The second fact is: We had no human operatives of our own in Iraq after 1998. So we were vulnerable to people describing programs that turned out not to exist. The third reason is: The one thing that kept our Iraq policy together - and this cuts across administrations; it's as true of the Clinton administration as it is the Bush administration - the one thing that kept our policy together and kept allies supporting us during this period was the belief that Iraq had weapons of mass destruction. There was a very high bar of disproof. If you believed he didn't have those weapons, you had to realize, first of all, if you were right, you were threatening fundamental American policy, the very glue that made Iraq policy stand together with allies. And you had to prove this negative, which is almost always in the intelligence world an impossible thing to prove. It was literally the perfect storm that created the possibility to get it wrong. Do we have to worry about it in other circumstances with other proliferators? Absolutely.
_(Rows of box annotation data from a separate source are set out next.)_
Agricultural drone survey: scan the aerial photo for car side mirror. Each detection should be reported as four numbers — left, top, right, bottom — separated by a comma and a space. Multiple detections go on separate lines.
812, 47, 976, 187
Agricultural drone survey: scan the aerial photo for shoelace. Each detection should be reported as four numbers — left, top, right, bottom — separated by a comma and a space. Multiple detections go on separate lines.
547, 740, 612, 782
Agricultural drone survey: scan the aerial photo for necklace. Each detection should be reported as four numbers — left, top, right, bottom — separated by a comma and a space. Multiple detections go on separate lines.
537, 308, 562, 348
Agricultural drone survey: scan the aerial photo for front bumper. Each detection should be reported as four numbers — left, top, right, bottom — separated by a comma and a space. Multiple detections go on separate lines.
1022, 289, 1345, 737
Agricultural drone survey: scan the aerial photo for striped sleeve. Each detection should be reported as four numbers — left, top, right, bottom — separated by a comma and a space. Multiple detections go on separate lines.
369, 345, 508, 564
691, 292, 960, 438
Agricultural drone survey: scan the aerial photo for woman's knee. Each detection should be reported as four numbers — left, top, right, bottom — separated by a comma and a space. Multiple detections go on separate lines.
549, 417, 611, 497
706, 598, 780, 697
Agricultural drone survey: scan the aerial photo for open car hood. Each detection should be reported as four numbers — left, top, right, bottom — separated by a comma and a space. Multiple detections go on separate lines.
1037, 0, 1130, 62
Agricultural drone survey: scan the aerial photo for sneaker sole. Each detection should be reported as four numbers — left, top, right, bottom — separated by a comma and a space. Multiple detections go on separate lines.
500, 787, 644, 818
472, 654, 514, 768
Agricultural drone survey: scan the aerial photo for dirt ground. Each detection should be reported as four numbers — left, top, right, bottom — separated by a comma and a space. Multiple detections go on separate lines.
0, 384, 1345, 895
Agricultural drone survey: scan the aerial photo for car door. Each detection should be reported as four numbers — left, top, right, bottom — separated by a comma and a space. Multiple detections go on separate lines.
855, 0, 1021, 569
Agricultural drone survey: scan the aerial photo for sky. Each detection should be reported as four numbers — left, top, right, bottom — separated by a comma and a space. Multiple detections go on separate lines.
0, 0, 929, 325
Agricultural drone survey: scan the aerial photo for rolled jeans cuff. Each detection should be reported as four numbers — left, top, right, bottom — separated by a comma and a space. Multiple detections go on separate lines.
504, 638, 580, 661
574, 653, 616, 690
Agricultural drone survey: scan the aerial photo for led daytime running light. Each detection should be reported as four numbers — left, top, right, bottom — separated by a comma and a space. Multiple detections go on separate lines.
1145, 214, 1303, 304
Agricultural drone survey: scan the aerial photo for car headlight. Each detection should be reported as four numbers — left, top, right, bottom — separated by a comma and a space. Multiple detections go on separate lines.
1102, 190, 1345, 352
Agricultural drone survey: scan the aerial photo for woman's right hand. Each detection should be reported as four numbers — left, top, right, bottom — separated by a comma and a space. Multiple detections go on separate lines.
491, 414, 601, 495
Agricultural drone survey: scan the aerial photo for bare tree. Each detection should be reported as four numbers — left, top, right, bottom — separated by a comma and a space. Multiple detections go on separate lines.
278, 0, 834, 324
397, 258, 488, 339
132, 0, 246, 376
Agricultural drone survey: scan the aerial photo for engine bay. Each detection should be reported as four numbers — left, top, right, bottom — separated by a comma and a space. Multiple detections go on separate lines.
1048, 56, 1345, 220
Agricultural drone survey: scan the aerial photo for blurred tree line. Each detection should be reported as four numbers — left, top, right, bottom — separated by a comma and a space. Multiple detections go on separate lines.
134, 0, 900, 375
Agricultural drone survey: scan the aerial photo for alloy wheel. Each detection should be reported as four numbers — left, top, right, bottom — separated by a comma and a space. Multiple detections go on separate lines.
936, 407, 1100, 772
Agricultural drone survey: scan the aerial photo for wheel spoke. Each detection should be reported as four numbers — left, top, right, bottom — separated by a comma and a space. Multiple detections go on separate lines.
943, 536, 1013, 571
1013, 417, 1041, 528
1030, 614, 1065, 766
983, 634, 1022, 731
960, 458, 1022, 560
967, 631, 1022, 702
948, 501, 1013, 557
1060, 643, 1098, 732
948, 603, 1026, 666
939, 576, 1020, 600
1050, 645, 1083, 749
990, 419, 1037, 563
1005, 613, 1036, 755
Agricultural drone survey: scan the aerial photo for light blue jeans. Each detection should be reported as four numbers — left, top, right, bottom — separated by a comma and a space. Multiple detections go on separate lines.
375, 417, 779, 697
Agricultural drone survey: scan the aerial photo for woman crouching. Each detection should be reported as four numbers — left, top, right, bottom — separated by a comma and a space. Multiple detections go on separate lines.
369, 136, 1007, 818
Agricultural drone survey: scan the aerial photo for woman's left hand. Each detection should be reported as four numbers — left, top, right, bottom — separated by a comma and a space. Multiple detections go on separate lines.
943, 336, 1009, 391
Q: Were you unfairly portrayed as being too loyal to President George W. Bush? As deflecting blame from the White House to the CIA?
A: You're always in difficulty when you ask people how you are portrayed, because you yourself don't really know how you're portrayed. I think the intelligence community did a disservice to both President Clinton and President Bush. And not just the American intelligence service. I've had the honor, horror - I'm not sure what the appropriate adjective is - of reading the intelligence reports of a large number of our allies and other states. Every one of them believed that Saddam had at least chemical and biological weapons. In fact, M. Villepin, at the time the French foreign minister, now interior minister, before the war, wrote a lead article on the front page of Le Monde which says Saddam certainly has chemical and biological weapons. He didn't agree with American policy, but he had no doubt that those weapons existed. I think it was a failure of the intelligence system, and unless you deal with that failure, you're going to be surprised again and you may not be so lucky as this time.